The above approach has various disadvantages and limitations:
- It is hard for users to understand what the “default/all” simple publication is all about, since they are used to the APT repo structure from the upstream repos they sync.
- It is also hard for users to understand that the structured components they are used to are present within Katello, but are ultimately unused by subscription-manager and the clients.
- Publishing both “default/all” and structured components is a significant overhead, that increases APT repo sync times by roughly a third.
- Many client side features like “APT pinning” or the “apt list --upgradable” command, expect structured APT components, and will not work as designed with “default/all”.
Go ahead and change it then?
There are several parts to the puzzle of using exclusively strcutured APT components within Katello, and all of them need to be in place for the story to work. As a result, we plan to roll out this change over several Katello releases. The first release, will include an option to enable structured APT for testing. Once we are confident everything is in place, using structured APT will become the default, and eventually the old “simple publish” will be dropped alltogether. The feature will require all APT hosts to use the latest version of subscription-manager from http://oss.atix.de/, so the above step wise transition will provide plenty of time to ensure this is the case.
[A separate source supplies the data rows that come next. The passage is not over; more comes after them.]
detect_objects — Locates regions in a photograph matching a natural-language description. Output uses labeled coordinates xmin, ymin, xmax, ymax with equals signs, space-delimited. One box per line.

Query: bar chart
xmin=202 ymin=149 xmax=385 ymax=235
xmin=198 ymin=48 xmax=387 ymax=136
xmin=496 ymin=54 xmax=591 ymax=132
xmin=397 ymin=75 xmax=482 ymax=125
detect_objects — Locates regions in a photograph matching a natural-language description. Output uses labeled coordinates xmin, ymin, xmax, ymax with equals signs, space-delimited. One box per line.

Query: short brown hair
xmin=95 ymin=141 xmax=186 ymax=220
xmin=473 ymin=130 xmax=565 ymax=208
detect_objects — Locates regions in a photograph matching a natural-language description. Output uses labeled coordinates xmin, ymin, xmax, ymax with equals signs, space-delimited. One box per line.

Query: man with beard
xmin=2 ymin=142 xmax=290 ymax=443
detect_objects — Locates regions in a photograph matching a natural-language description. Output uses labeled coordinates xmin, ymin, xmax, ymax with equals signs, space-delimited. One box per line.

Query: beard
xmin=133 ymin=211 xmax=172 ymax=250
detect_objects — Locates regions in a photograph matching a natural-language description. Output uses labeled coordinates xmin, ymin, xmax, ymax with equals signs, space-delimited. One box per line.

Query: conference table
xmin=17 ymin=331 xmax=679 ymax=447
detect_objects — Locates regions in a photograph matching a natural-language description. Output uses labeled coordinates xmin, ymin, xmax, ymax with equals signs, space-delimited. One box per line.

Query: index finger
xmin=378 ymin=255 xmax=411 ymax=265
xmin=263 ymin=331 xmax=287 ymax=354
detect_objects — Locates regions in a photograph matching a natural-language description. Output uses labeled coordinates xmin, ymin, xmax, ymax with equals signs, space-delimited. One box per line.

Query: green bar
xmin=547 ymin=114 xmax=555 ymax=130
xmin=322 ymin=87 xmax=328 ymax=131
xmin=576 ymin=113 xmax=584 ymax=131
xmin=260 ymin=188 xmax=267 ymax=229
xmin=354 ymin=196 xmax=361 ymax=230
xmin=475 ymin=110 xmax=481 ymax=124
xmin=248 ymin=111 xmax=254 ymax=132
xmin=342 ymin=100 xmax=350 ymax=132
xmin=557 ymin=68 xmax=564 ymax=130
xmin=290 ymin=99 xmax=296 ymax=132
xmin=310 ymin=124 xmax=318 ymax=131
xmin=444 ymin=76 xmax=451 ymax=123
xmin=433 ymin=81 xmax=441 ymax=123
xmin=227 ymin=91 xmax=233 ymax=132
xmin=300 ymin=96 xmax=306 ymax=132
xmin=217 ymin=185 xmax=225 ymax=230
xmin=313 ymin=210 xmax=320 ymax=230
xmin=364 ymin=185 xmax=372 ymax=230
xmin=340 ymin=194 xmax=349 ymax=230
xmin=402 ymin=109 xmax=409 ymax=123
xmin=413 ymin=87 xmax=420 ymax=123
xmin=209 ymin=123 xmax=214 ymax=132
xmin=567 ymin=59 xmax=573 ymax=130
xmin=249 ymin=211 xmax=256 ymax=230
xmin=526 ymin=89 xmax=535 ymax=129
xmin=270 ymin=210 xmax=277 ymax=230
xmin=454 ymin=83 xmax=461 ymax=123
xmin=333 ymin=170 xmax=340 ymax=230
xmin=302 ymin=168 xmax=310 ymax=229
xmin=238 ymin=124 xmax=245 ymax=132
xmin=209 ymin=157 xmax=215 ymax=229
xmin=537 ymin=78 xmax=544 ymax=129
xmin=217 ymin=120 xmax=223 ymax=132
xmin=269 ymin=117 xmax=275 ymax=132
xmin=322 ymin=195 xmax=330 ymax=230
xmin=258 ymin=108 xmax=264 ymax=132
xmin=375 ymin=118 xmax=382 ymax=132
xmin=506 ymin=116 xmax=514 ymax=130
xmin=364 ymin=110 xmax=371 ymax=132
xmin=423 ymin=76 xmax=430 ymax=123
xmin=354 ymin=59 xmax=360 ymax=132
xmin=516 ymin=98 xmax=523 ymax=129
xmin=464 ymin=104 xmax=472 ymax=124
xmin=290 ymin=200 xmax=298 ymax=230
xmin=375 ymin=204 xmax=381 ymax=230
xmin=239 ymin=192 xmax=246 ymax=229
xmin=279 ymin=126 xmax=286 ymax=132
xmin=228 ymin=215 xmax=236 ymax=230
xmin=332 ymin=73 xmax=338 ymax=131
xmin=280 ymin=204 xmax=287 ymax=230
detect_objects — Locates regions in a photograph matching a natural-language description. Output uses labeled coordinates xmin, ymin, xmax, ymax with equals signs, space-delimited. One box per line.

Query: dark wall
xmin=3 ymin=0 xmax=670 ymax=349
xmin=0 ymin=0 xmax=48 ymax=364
This RFC is your chance to learn of these plans early, and weigh in with any concerns.
What is the current state?
- The main tracker for the story is currently: Feature #35959: Replace simple publisher with structured publisher for Debian Repositories - Katello - Foreman
- Using structured APT in production will require pulp_deb >= 3.0.0, which has not yet been released, but is planned for inclusion in Katello 3.10.
- The feature can work with current versions of pulp_deb, but can be affected by a data inconsistency in pulp_deb that is only fixed with 3.0.
- Using structured APT requires a change to subscription-manager to work.
- https://github.com/candlepin/subscription-manager/pull/3223
- This patch has already been added to the client repos at http://oss.atix.de/
- The initial implementation of the feature can be found here: Fixes #35959 - prepare to use structured publisher for deb content by sbernhard · Pull Request #10420 · Katello/katello · GitHub
- Includes a rake task to enable/disable the future using:
foreman-rake katello:enable_structured_content_for_deb[true]
- For repositories with an empty “Components” field, the rake task will set the field with the right values.
- Repostirories with an empty “Components” field will default back to using “default/all” even with structured APT enabled.
- Once structured APT is enabled, running
subscription-manager repos
on a registered host will update the repo configuration in/etc/apt/sources.list.d/rhsm.sources
to use structured APT.
- Includes a rake task to enable/disable the future using:
- We will eventually also need: Add structure upload for deb repositories by Manisha15 · Pull Request #10639 · Katello/katello · GitHub
- This is needed so that individual package uploads will eventually work with structured APT as well.
- Currently, and even with this change, package uploads are still dependent on fall back to “default/all” behaviour.
- This change can be reviewed and added to Katello independently of the rest of the story (requires pulp_deb >= 2.21.1)
Remaining challenges and limitations
- There are still situations in the current implementation that will fall back to the old “default/all” behaviour. Until this is fixed, we cannot disable simple publishing to reap the performance rewards of an all structured APT world.
- It is a rare but not unheard of use case, to change the list of components being synced on the repository page. Currently, doing so, will immediately update the list of components on all registered hosts, regardless of whether the change has actually propagated to the LCENV used yet. Fixing this requires candlepin to associate different “cp2_content” with different LCENVs. However, Katello is currently not set up to do this, since Katello associates a single content path with the root repository and not one for each repository as used for a single LCENV.